Op de enveloppe – afzender S.H. Hamburger, 53b Nieuwe Gracht, Utrecht – noteerde hij linksboven: ‘Verzenden op de vlugste en goedkoopste manier Landpost of zeepost, alles goed, ‘k heb er geen verstand van.’ Hij adresseerde de brief aan Den Weledel. Geb.Heer W.v. Goudoever, 21 Soenarioweg, Semarang (Ned. O. Indië).
Van Goudoever (1899-1988) had zich op 10 oktober 1924 in Rotterdam ingescheept op het stoomschip Kawi, dat hem naar Nederlandsch-Indië bracht. Hier was hij per 20 oktober 1924 benoemd tot redacteur van de krant De Locomotief. Later zou hij hoofdredacteur van Het Nieuws van den Dag van Nederlandsch-Indië worden. Na de onafhankelijkheid van Indonesië bleef hij actief in het Indonesisch Persinstituut, tot 1955.
Utrecht, 22 Febr 1925
Den Weledel. Geb. Heere W. Goudoever
21 Soenarioweg Semarang
N.O.I.
Waarde Goudoever,
Nu eerst kan ik me er toe bepalen je brief van 4 Dec ’24 te beäntwoorden. Er is een machtige serie nieuws hier. Ten eerste: een zoon Joannes Willem heet hij, het is een roodharig kereltje en er ontbreekt niets aan. Alles compleet, tot een tenorgeluid toe.
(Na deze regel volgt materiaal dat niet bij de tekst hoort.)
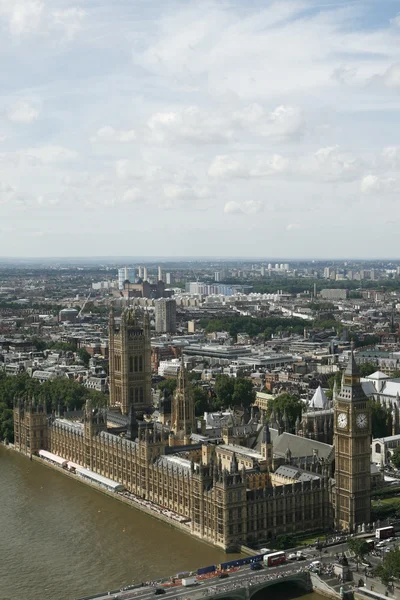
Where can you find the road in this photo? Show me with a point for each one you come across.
(244, 576)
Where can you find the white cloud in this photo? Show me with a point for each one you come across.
(390, 78)
(217, 126)
(372, 184)
(23, 112)
(232, 207)
(224, 166)
(284, 122)
(21, 16)
(49, 154)
(132, 196)
(266, 166)
(391, 155)
(191, 124)
(248, 207)
(69, 19)
(330, 164)
(109, 134)
(396, 21)
(6, 192)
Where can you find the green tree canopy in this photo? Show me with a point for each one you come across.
(201, 401)
(379, 419)
(289, 403)
(168, 384)
(367, 368)
(63, 391)
(233, 391)
(396, 457)
(390, 567)
(254, 325)
(359, 547)
(84, 356)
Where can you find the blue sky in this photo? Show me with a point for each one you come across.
(201, 128)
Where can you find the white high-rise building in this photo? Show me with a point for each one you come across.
(126, 274)
(165, 315)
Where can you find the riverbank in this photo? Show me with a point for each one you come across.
(136, 504)
(62, 541)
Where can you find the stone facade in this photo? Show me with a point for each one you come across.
(352, 452)
(224, 507)
(130, 361)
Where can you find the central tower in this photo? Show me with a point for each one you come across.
(352, 452)
(130, 361)
(183, 421)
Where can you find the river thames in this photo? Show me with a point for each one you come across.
(60, 539)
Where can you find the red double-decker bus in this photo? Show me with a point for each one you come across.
(274, 559)
(383, 533)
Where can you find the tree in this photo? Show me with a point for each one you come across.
(84, 356)
(201, 401)
(379, 419)
(244, 394)
(367, 368)
(168, 384)
(359, 547)
(285, 541)
(224, 389)
(390, 567)
(233, 391)
(286, 403)
(396, 457)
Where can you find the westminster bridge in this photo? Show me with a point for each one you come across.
(243, 584)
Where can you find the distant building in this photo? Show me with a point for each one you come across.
(165, 315)
(334, 294)
(68, 314)
(126, 274)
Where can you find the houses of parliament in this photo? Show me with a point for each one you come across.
(229, 485)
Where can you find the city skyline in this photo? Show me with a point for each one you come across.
(263, 125)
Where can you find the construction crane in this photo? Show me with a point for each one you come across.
(83, 305)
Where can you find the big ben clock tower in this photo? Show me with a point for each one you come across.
(352, 452)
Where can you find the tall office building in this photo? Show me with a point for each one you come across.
(126, 274)
(130, 361)
(165, 315)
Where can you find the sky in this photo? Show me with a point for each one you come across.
(212, 128)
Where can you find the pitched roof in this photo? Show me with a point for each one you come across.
(352, 367)
(319, 400)
(301, 447)
(377, 375)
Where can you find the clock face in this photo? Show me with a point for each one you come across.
(342, 420)
(362, 421)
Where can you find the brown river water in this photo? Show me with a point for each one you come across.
(61, 539)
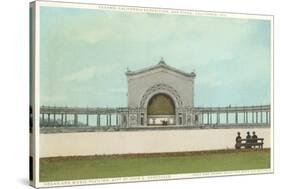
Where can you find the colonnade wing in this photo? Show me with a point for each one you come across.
(135, 117)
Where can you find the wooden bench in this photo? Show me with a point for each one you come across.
(250, 143)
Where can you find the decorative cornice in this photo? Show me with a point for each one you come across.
(163, 65)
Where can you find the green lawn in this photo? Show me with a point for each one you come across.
(57, 169)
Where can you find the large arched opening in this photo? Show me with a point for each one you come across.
(161, 110)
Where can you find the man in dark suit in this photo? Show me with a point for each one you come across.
(238, 141)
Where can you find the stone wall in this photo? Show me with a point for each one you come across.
(143, 141)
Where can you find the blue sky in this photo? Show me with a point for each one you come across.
(84, 55)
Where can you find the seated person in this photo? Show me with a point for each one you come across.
(238, 141)
(254, 137)
(248, 140)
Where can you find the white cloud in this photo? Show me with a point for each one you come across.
(82, 75)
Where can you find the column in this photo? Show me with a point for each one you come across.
(266, 117)
(75, 120)
(257, 118)
(48, 119)
(106, 119)
(227, 117)
(55, 121)
(62, 119)
(98, 120)
(87, 119)
(65, 120)
(218, 118)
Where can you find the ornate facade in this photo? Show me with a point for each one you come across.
(157, 96)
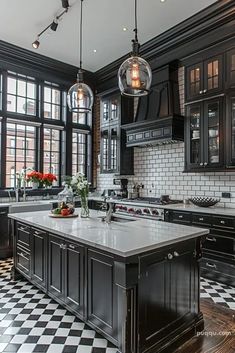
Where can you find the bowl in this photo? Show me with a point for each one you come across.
(204, 201)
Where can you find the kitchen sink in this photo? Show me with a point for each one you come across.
(29, 206)
(119, 219)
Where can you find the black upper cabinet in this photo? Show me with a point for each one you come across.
(204, 135)
(204, 79)
(230, 69)
(115, 157)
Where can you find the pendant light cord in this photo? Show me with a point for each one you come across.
(135, 30)
(81, 36)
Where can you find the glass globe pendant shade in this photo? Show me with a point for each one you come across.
(80, 98)
(134, 77)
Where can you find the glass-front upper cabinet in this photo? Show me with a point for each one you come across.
(230, 67)
(213, 122)
(204, 78)
(194, 143)
(204, 127)
(110, 109)
(230, 131)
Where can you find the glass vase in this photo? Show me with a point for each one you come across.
(84, 207)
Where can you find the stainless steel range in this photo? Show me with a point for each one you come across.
(143, 207)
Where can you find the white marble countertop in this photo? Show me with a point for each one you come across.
(124, 239)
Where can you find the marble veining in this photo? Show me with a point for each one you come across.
(124, 239)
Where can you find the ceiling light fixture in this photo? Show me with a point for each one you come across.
(65, 4)
(53, 26)
(135, 75)
(80, 96)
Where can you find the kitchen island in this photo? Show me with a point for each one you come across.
(136, 282)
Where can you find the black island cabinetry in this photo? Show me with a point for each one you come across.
(118, 296)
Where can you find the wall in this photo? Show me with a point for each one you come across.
(160, 169)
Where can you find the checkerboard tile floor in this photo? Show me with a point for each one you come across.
(219, 293)
(32, 322)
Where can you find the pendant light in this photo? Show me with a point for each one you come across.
(80, 96)
(135, 75)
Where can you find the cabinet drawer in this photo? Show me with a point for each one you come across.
(202, 219)
(221, 244)
(181, 217)
(23, 235)
(23, 260)
(218, 271)
(223, 222)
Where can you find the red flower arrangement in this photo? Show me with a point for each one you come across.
(34, 176)
(43, 179)
(48, 179)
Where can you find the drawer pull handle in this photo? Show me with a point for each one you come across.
(211, 239)
(210, 265)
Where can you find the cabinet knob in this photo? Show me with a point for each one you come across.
(210, 265)
(211, 239)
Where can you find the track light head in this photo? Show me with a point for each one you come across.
(54, 25)
(65, 4)
(36, 43)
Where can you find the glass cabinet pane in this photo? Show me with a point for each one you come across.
(213, 132)
(233, 128)
(113, 149)
(105, 150)
(195, 81)
(195, 117)
(105, 111)
(213, 74)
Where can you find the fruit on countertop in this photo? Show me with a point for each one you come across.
(63, 209)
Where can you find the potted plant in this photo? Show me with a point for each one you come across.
(81, 185)
(48, 179)
(35, 178)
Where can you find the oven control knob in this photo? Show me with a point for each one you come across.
(131, 210)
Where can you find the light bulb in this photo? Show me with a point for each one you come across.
(80, 94)
(135, 75)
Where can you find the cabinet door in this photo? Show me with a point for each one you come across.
(194, 136)
(194, 81)
(5, 241)
(230, 69)
(74, 277)
(105, 151)
(102, 296)
(213, 75)
(56, 267)
(213, 133)
(230, 132)
(39, 257)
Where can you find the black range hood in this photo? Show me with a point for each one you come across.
(157, 119)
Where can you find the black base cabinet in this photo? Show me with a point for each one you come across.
(143, 303)
(218, 261)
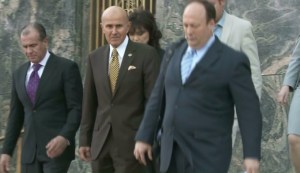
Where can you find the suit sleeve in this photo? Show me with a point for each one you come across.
(249, 47)
(150, 72)
(89, 107)
(148, 127)
(292, 75)
(14, 123)
(247, 108)
(73, 95)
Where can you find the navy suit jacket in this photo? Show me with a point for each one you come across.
(123, 111)
(198, 115)
(57, 110)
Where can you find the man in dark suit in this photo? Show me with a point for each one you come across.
(46, 99)
(203, 82)
(119, 79)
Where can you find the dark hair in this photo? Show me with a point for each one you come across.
(37, 26)
(209, 8)
(144, 19)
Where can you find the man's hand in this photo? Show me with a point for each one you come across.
(56, 146)
(283, 94)
(85, 153)
(4, 163)
(251, 165)
(141, 150)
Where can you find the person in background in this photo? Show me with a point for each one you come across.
(237, 34)
(203, 80)
(144, 29)
(290, 84)
(46, 100)
(119, 79)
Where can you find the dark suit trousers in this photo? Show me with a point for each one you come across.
(53, 166)
(179, 163)
(109, 160)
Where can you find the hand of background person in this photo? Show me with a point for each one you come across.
(85, 153)
(251, 165)
(283, 94)
(4, 163)
(141, 150)
(56, 146)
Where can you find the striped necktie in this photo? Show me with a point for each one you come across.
(114, 70)
(33, 82)
(186, 65)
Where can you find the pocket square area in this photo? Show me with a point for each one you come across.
(131, 67)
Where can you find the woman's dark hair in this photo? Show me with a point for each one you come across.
(141, 19)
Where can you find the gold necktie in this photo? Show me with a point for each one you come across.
(114, 70)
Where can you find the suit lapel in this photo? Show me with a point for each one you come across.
(208, 60)
(102, 66)
(226, 28)
(50, 65)
(178, 55)
(127, 59)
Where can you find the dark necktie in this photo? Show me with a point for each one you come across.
(33, 82)
(114, 70)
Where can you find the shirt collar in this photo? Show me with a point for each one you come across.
(222, 20)
(121, 48)
(44, 60)
(204, 48)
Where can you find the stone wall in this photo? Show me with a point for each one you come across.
(66, 23)
(276, 28)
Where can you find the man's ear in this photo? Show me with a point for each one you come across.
(211, 24)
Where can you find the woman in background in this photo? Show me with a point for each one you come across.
(144, 29)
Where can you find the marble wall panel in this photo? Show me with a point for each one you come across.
(66, 23)
(276, 26)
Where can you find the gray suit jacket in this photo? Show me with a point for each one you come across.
(237, 34)
(57, 110)
(199, 114)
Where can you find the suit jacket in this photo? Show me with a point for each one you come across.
(57, 110)
(122, 112)
(199, 114)
(292, 75)
(237, 34)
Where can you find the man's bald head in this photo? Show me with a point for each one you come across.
(115, 25)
Deze geschiedenis is in den nacht van 2 op 3 Febr. best afgeloopen; ’s morgens 4 uur was de kraaier geboren. Met m’n vrouw gaat het ook prima; Nutricia is overbodig. Alhoewel we in ’t afgeloopen jaar veel financieele narigheden hebben gehad, is dit een alles goed-makende bekroning.
Dan Goud, ben ik een week na je vertrek naar den gordel om den evenaar, m’n nieuwe baan kwijt geraakt.20 Ik had in goed vertrouwen een duur huis met kantoorruimte gehuurd, krijg mot en blijf zònder baan in dat kasteel van 1000 pegels per jaar achter. Salomon de Man als Leiden, d.w.z. in last. Maar natuurlijk: niet toegeven aan ’t pesterige lot. Oogenblikkelijk ben ik gaan arbeiden; ik zette de romankraan wijd open en schreef in één ruk:
1. Het wassende water
2. Jong bloed in een oud gewest
en
3. Van winter tot winter
No 1 loopt nu nog als vervolgverhaal in de Groene21 en wordt in ’t voorjaar bij Nijgh als boek gedrukt; No 2 komt in de Gids en de Stem en daarna ook bij Nijgh22; no 3 is een groote novelle en komt in Gr. Ned.23 en daarna als heel goedkoop boekje bij De Kleyne Librye te Edam, een 3 kwartjes-serie van pakkende novellen, o.a. van E. Claes, Timmermans, Zernicke, Smeding, Jo de Wit en van v.d. Feen.24
Je ziet dus, geklungeld heb ik niet. ‘Her wassende water’ is, geestelijk gezien, de voortzetting van Rijshout.25 Alleen ken ik heel wat beroerder m’n Hollandsch, sinds m’n corrector aan de Tuftuf zit, zoo ver van hiet.26
Ondanks al dien literairen arbeid, hebben we op een nare wijze krom gelegen, om op een goede manier door die bevalling heen te kunnen raken. Maar ten slotte heb ik het van ’t nare goeddeels gewonnen.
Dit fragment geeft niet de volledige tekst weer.